Owner Debbie Lane has decided to keep the bookstore open a little longer than originally planned in hopes someone will come forward to buy and continue running the business.
“I really wanted to see Truckee keep the Bookshelf, “ Lane said. “ … I would like to know a bookstore will continue, hopefully sooner rather than later. After all, it has been my life’s work.”
Lane, who has owned the business for 23 years, decided last year to list it for sale, so she may retire and spend time traveling with her husband and visiting family.
At the time, the bookstore’s three-year lease was coming up (Jan. 31, 2016), and the 68-year-old proprietor was optimistic the business would sell by then.
While its listing through Dickson Realty has garnered interest from potential investors, none are interested in managing the bookstore, Lane said.
Rather than let the business close as a result, Lane has decided to delay her retirement and remain at the helm through Sept. 30, with the hope a buyer can be found or a co-op formed in that time.
“I love what I do and have for the past 23 years,” she said. “If we don’t find a buyer, I guess I will have to let go — but not quite yet.”
Since its long-term lease expired at the end of last month, the business at 11429 Donner Pass Road in the Westgate Shopping Center is now operating on a month-to-month lease, Lane said.

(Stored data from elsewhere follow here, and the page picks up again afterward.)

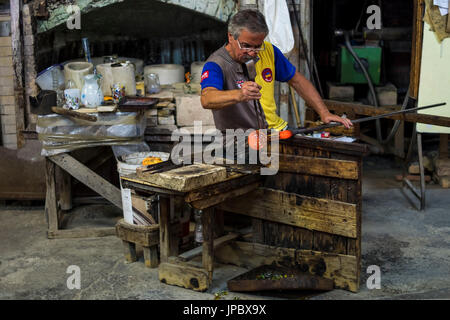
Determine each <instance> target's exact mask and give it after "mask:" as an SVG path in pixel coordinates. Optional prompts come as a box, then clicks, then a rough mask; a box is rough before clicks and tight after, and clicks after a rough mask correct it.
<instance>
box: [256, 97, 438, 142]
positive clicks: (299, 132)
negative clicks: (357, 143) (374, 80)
mask: <svg viewBox="0 0 450 320" xmlns="http://www.w3.org/2000/svg"><path fill="white" fill-rule="evenodd" d="M443 105H446V103H445V102H443V103H437V104H432V105H429V106H424V107H417V108H411V109H405V110H399V111H393V112H389V113H385V114H380V115H377V116H373V117H366V118H361V119H356V120H352V123H353V124H355V123H361V122H365V121H370V120H376V119H381V118H385V117H389V116H393V115H396V114H403V113H407V112H412V111H417V110H423V109H428V108H435V107H440V106H443ZM342 125H343V124H342V123H340V122H332V123H329V124H324V125H321V126H317V127H313V128H299V129H294V130H283V131H276V132H271V133H269V134H268V135H265V134H263V133H262V132H260V131H258V130H255V131H253V132H252V133H250V135H249V136H248V144H249V147H250V148H252V149H253V150H259V149H261V148H262V147H263V146H265V145H266V143H265V141H270V140H273V139H279V140H287V139H289V138H291V137H293V136H295V135H296V134H299V133H307V132H313V131H321V130H323V129H327V128H334V127H339V126H342Z"/></svg>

As of Thursday, the Bookshelf has been on the market for 173 days, according to Dickson Realty, with an asking price of $55,000, not including store’s inventory books, journals and more.
The value of the store’s inventory is roughly $90,000, Lane said.
“I am optimistic we will find a buyer … because we have some investors who want the store here,” she said. “… I think it’s important for (the) investor/manager to have a vested interest in the Bookshelf.”
The Bookshelf is the last remaining bookstore in Truckee/North Shore region, and when its sales were down in 2013 due in part to online competition and a then-recent move from its 20-year location in the Gateway Center, the community rallied behind it to keep its doors open.
“I hear all the time: ‘We love your bookstore. I wish I could buy the Bookshelf. Please don’t close,’” Lane said. “… They are our people, we don’t want to let them down.”